Ik weet van niks en wacht op onze kamer die we om twaalf uur moeten verlaten. Steeds meer de kriebels. Waar blijft G! Half een is het en het is een uur rijden naar het vliegveld. Het kan nog steeds. Telefoon. In morse brengt G me op de hoogte. Tot de verbinding weg valt. Maar ik heb begrepen dat een hotelauto mij oppikt om half twee.

 

Ik pak alles bij elkaar. Check uit en wacht in de lobby. Kwart voor twee is de auto er en een klein half uur later pikken we G op. Emotioneel afscheid van de boys. Kwart voor drie zijn we op het gloednieuwe vliegveld. Wat een geluk, dat we vooraf hebben kunnen inchecken op het internet. De boardingpass hebben we. Alleen de bagage moet een uur voor vertrek worden ingeleverd. Pffffttttt.... Gelukt! De stress mag nu uit onze lijven!

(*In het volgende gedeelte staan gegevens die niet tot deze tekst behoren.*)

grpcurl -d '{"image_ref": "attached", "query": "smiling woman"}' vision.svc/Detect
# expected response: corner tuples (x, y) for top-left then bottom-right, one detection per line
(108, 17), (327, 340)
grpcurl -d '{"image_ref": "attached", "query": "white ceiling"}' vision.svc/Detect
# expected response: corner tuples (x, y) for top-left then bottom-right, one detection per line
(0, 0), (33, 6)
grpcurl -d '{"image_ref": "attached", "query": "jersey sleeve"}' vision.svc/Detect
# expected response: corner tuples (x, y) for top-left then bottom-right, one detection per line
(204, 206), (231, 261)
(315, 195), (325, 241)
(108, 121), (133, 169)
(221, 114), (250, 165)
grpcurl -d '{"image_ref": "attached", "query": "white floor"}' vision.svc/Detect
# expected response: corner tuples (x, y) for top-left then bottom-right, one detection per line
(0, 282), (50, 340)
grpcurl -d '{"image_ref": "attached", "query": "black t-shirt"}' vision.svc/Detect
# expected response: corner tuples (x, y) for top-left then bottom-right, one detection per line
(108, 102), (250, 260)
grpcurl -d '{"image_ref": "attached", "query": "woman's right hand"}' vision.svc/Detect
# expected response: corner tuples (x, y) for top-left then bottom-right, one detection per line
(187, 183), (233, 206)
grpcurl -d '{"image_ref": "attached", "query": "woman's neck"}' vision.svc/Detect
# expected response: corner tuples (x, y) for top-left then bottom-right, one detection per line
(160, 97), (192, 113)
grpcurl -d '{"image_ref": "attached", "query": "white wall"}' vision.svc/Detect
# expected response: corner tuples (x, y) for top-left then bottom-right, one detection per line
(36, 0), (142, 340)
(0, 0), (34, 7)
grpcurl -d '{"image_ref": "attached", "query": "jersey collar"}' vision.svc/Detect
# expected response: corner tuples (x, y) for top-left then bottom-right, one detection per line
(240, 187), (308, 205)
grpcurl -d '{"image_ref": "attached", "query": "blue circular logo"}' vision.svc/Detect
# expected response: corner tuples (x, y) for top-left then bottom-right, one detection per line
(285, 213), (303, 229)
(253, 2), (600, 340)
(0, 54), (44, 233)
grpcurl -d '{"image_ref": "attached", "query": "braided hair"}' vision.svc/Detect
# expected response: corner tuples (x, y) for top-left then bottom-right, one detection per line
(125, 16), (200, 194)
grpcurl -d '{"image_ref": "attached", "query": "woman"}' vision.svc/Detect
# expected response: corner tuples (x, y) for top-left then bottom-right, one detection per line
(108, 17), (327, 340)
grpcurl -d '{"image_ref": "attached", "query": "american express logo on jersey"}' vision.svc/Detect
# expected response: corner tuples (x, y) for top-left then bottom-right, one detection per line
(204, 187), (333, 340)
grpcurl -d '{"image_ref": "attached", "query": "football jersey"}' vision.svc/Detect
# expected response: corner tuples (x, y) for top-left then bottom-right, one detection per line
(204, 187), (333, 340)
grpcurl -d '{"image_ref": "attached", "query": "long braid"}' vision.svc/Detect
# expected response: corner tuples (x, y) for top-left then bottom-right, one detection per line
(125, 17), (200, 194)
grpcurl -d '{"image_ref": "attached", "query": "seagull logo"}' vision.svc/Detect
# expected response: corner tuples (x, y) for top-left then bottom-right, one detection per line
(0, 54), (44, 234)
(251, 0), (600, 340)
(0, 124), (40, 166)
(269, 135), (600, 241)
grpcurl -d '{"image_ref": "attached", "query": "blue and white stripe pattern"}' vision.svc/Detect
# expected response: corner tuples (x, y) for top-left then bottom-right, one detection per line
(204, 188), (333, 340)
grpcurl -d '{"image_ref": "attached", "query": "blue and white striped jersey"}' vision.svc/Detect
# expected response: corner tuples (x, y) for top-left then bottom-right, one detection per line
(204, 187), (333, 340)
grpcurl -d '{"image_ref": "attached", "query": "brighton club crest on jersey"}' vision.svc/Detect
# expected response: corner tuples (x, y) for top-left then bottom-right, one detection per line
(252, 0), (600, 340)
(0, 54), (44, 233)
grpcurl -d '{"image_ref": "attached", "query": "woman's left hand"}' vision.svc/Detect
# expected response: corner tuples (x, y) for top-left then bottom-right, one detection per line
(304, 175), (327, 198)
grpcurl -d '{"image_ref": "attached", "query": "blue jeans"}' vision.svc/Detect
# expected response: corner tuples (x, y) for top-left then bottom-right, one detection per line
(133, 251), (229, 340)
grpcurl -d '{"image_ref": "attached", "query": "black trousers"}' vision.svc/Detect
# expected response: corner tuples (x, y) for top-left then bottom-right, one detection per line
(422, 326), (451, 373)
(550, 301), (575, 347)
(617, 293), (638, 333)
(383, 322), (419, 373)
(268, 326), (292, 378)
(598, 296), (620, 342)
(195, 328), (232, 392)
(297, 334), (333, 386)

Rustige (inhaal-) lunch en dan vliegen we in een half uur naar Kuala Lumpur. De zes wachturen daar besteden we aan eten, relaxen en de BreukBand. Tegen middernacht stijgen we op voor de vlucht naar Amsterdam.

 

Zaterdag 24 mei 2014 - Thuis!

 

Rustige vlucht met hazenslaapjes. En daar is Dolf en het stralende koppie van Zoë. Heerlijk...

 

 

Op Sumatra herleefde hier en daar het overland- en bivak gevoel. En we genoten van de ritten door de bergen, van het Tobameer en de Minangkabau- en Batakhuizen. Maar het allerbelangrijkst waren de orang-oetans. Geweldig was het om ze in de jungle te ontmoeten. 

 

 

Nawoord Indonesië

We reden 9.200 kilometer in Indonesië en op veerboten van allerlei slag legden we heel wat zeemijlen af. Ons gevoel is dubbel. Prachtige dingen zagen we, heerlijke ontmoetingen hadden we, maar het echte overlandgevoel wilde niet komen. Overwegend waren we toeristen met bijzonder vervoer. Rustige bivakplekken waren een zeldzaamheid. De warmte, de drukte in allerlei opzichten, waren vermoeiend. Het contrast met "Australië" kon niet groter zijn.

Toch was er genoeg te genieten en zijn we blij, dat we op deze manier Indonesië hebben beleefd en een beetje hebben leren kennen. In oktober vervolgen we deze tour in Zuidoost Azië. We zijn in ieder geval beter voorbereid op landschap, klimaat en mensen. Denken we.